Like the best sort of college professor, Bloom handily weaves into his argument instructive précis of the ideas of historical thinkers — Adam Smith, Thomas Jefferson, Thomas Hobbes, et al. — in addition to contemporary figures such as Peter Singer and even the comedian Louis C.K. Bloom has a talent for distilling scholarly work (his and others’) into accessible, appealing prose. Although he seems to be asking the reader to take some fairly big leaps — can an infant’s eye movements possibly mean that much? — he writes with both an authority and an openness that suggest he would enjoy a lively discussion with any skeptics.

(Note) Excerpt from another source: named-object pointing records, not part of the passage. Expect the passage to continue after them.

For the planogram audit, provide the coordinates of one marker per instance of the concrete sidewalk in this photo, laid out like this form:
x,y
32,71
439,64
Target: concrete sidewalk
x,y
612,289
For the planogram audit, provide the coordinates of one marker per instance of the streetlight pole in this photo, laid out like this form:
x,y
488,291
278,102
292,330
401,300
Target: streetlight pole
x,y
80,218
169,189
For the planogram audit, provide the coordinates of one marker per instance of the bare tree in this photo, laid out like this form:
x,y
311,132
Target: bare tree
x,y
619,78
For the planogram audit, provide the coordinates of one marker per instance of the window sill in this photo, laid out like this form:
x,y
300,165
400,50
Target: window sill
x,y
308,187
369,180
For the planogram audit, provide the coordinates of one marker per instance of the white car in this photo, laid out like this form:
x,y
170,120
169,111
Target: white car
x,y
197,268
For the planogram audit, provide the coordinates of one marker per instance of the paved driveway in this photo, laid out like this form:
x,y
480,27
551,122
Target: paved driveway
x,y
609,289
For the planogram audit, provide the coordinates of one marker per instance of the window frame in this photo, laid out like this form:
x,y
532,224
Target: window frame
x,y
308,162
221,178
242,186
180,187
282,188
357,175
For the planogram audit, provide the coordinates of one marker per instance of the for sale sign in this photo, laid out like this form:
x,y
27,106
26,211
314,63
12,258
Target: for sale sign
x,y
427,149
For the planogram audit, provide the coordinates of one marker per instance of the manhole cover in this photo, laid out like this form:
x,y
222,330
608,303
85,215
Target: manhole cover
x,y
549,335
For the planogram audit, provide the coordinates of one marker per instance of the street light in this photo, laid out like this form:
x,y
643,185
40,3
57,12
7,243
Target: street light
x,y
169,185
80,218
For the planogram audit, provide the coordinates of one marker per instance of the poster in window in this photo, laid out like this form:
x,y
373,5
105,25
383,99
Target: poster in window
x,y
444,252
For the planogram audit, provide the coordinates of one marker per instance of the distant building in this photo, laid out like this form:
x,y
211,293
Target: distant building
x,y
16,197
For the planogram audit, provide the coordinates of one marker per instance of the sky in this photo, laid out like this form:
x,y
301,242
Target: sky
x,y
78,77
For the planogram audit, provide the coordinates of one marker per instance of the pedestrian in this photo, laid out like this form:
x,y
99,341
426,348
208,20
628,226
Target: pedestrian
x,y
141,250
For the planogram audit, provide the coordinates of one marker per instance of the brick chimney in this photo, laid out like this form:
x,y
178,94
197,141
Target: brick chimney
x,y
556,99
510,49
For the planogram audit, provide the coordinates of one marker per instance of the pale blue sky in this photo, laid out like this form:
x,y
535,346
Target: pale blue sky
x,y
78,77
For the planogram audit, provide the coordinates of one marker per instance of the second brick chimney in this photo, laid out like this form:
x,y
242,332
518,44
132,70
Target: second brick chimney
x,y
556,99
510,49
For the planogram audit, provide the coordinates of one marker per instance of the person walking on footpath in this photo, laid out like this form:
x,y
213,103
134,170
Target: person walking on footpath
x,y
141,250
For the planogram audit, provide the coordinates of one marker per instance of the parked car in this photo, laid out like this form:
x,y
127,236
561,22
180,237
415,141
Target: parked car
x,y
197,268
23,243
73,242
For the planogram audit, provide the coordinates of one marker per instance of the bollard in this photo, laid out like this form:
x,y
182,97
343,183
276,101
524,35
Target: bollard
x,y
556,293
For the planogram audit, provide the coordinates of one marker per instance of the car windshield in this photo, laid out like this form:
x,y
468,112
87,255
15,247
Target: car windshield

Which is not to say that Bloom is wavering in his convictions, especially when it comes to the secularity of innate morality. In arguing against a god factor, Bloom writes that “we create the environments that can transform an only partially moral baby into a very moral adult.” He’s speaking of humanity as a whole; we are becoming a kinder species, he maintains, not because a higher power rewrote our code at some point, but because reason and intellect drive us to be better: “Our enhanced morality is the product of human interaction and human ingenuity.”
But I think his point is salient for individual families, too. Our work as parents, beyond providing comfort, nourishment and safety, is to cultivate that kind and happy spirit our babies are born with. This jolly little infant who sits on my lap as I write, cooing and grunting and wiggling his newfound fingers, already has a sense of how to be good. He just needs a nudge in the right direction.